Two weeks ago, we went over the procedures in place in case someone who poses an imminent danger gets into the school. We practiced locking the doors, turning the lights off, and huddling in a corner least accessible by doors or windows, and waiting.

If an active shooter ever gets into the school, there is little to nothing we can do to defend ourselves. There are those who believe that teachers should be permitted or perhaps governmentally mandated to carry firearms with them so that they can  protect their students against similarly armed threats. More guns, especially when they are in the hands of teachers, are not the answer.

A teacher’s job is to maintain a healthy and beneficial learning environment for their students, not to be prepared to act in the place of a trained law enforcement officer. Teachers must build a relationship of trust between them and their students, with the acknowledgment that it will never be a truly equal relationship due to the power imbalance implied by any kind of teacher-student relationship. Giving the teacher a gun tilts the scales even further in the teacher’s favor and upsets that delicate trust.

Furthermore, there is no guarantee of the type of training that teachers would receive. An untrained, terrified teacher with a gun is just as much of a threat to students as someone who intends to kill with the gun they have. Even if training every teacher in the district were somehow in the budget, expecting teachers to learn how to kill people puts far too much pressure on them, and could result in them being blamed for any casualties in the event of a school shooting.

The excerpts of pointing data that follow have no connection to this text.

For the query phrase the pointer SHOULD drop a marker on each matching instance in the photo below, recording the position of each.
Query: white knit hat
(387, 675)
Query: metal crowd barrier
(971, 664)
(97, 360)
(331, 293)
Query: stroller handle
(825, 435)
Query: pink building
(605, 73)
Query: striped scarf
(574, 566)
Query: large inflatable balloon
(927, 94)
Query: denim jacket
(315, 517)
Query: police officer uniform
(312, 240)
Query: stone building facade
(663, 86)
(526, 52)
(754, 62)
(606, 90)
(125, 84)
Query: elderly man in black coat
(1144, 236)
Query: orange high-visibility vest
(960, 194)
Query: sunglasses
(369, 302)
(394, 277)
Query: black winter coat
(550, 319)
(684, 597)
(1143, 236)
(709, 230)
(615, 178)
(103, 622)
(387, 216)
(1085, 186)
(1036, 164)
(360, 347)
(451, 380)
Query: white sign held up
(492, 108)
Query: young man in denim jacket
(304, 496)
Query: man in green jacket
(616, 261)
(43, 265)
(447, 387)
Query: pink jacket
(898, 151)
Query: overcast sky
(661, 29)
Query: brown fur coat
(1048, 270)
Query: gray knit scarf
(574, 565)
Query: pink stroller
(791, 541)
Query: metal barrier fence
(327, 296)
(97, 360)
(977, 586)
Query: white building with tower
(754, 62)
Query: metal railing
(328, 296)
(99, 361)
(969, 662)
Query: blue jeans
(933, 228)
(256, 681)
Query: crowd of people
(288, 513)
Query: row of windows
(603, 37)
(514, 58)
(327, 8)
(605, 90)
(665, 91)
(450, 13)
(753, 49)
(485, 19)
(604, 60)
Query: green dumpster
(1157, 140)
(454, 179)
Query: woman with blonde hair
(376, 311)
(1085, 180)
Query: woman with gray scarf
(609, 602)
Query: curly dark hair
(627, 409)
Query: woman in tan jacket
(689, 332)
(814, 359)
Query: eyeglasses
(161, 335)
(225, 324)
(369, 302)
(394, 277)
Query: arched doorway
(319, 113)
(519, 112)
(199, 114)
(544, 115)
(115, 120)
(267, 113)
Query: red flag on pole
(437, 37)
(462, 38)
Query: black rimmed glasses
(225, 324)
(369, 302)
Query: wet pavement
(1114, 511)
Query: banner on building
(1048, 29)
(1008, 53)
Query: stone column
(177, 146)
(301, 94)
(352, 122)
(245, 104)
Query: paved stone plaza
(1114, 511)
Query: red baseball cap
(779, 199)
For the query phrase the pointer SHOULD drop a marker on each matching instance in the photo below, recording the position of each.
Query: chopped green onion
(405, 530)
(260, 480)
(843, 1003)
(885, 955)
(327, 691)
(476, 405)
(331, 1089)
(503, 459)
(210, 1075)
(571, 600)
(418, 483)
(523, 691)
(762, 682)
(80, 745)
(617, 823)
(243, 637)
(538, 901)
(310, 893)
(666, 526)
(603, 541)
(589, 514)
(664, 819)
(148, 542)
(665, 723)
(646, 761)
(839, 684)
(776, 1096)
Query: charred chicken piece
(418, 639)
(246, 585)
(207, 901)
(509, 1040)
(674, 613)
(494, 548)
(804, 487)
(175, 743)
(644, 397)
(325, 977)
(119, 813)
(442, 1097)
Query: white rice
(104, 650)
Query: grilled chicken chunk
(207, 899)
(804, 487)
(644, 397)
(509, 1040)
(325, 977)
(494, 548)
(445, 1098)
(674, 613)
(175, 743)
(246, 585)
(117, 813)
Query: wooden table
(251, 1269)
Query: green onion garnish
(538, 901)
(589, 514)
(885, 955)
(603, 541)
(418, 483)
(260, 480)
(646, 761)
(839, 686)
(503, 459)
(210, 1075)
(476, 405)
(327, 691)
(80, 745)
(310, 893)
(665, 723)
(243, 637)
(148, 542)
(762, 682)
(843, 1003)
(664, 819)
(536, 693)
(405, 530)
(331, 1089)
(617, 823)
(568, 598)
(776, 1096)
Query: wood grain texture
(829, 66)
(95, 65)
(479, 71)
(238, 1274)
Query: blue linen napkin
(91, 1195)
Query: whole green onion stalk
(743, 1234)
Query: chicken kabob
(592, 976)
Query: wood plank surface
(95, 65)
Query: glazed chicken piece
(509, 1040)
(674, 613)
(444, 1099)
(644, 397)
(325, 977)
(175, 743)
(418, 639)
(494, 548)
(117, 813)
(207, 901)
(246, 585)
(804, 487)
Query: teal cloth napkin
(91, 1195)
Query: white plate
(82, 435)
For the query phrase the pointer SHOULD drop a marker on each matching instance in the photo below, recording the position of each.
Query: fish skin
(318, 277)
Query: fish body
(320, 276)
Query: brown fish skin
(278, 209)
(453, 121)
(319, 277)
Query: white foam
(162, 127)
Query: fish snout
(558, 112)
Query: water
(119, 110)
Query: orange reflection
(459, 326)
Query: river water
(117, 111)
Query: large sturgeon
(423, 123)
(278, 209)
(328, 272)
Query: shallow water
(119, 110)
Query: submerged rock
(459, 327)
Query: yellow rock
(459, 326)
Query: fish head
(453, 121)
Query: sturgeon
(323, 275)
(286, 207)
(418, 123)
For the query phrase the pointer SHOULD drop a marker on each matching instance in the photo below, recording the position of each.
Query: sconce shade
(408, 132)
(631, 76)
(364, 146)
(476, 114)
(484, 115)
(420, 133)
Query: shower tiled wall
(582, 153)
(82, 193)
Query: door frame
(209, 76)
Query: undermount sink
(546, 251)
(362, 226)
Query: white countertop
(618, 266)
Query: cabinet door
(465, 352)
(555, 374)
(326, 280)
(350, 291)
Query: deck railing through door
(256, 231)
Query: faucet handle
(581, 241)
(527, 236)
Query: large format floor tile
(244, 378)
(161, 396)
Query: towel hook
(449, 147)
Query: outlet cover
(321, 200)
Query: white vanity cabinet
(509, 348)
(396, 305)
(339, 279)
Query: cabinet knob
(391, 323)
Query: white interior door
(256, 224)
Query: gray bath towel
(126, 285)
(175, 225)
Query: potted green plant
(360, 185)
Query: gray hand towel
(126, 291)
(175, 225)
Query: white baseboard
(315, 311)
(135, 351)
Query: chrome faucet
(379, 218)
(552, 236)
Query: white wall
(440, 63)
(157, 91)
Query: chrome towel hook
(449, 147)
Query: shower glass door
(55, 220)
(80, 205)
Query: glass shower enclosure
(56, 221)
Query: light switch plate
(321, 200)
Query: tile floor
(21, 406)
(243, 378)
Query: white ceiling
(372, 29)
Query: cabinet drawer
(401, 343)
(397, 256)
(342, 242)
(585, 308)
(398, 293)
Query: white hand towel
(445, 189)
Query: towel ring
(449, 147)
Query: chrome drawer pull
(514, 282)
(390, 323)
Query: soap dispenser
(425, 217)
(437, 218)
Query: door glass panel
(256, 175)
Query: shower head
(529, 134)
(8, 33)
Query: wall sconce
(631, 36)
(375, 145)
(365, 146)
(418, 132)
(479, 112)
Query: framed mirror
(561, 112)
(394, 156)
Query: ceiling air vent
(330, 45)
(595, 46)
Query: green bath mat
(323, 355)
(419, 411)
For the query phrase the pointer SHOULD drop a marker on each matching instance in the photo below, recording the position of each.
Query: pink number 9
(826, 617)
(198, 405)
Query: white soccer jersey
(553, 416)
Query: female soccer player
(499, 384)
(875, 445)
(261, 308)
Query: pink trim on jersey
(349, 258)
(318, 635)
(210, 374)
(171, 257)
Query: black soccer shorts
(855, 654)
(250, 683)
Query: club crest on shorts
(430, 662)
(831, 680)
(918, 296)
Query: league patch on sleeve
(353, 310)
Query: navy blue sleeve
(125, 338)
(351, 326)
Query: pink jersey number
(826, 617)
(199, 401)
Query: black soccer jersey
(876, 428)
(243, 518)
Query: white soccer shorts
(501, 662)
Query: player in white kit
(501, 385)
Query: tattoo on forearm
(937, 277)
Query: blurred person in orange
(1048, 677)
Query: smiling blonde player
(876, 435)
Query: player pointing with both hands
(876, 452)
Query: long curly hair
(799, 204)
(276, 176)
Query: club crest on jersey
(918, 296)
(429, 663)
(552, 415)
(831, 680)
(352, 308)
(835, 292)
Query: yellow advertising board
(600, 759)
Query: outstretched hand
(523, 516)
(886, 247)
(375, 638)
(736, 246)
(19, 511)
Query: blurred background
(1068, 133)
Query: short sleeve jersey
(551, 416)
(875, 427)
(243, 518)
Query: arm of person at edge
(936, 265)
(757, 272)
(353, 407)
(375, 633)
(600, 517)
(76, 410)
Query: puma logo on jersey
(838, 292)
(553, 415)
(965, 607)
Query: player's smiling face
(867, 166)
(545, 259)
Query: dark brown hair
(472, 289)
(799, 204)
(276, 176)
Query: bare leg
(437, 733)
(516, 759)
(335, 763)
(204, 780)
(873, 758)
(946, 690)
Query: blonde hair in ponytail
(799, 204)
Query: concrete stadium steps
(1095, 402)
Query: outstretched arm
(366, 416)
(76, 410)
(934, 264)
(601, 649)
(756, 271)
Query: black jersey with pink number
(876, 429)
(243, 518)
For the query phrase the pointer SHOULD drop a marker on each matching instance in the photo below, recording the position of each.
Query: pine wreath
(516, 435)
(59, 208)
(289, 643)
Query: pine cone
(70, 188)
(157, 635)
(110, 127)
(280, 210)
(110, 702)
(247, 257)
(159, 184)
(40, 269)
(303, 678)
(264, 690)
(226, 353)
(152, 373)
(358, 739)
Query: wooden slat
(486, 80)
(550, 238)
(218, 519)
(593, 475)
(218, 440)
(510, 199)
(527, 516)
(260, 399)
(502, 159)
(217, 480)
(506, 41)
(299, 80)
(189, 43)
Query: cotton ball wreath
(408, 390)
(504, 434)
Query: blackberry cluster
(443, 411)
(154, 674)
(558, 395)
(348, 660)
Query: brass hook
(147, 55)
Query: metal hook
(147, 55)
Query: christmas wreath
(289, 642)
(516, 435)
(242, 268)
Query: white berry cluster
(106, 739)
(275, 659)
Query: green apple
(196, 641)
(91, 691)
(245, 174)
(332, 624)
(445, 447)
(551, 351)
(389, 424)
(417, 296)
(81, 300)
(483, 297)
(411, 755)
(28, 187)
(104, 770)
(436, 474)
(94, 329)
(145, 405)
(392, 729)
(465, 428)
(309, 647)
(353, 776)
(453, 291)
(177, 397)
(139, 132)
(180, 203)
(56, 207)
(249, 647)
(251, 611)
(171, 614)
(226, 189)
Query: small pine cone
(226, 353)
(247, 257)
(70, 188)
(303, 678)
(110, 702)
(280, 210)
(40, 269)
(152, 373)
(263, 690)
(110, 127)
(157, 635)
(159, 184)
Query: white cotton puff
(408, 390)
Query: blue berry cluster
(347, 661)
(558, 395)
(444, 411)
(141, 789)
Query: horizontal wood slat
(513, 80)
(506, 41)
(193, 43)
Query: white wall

Additionally, as previous mass shootings have proven, our current gun legislation fails to prevent guns from falling into the hands of those who would use guns to harm others.

We, as The Warrior Ledger staff, don’t believe that the country would be any better when placing guns in the hands of people who work with children all day.

Giving teachers guns addresses a symptom of a larger problem while ignoring the existence of that overarching issue: there are too many guns in America, and too many ways for people to get a hold of one.

We acknowledge that there is no perfect way to halt school shootings, but there is a better way: gun control. Limiting the number of guns in our society limits the chances of someone who will use one to do harm getting their hands on one.

Instead of passing laws that give too much responsibility to teachers, we need to pass laws that demand stricter background checks and safe storage of firearms. These are changes that will actually curb the epidemic of gun violence instead of exacerbating the problem.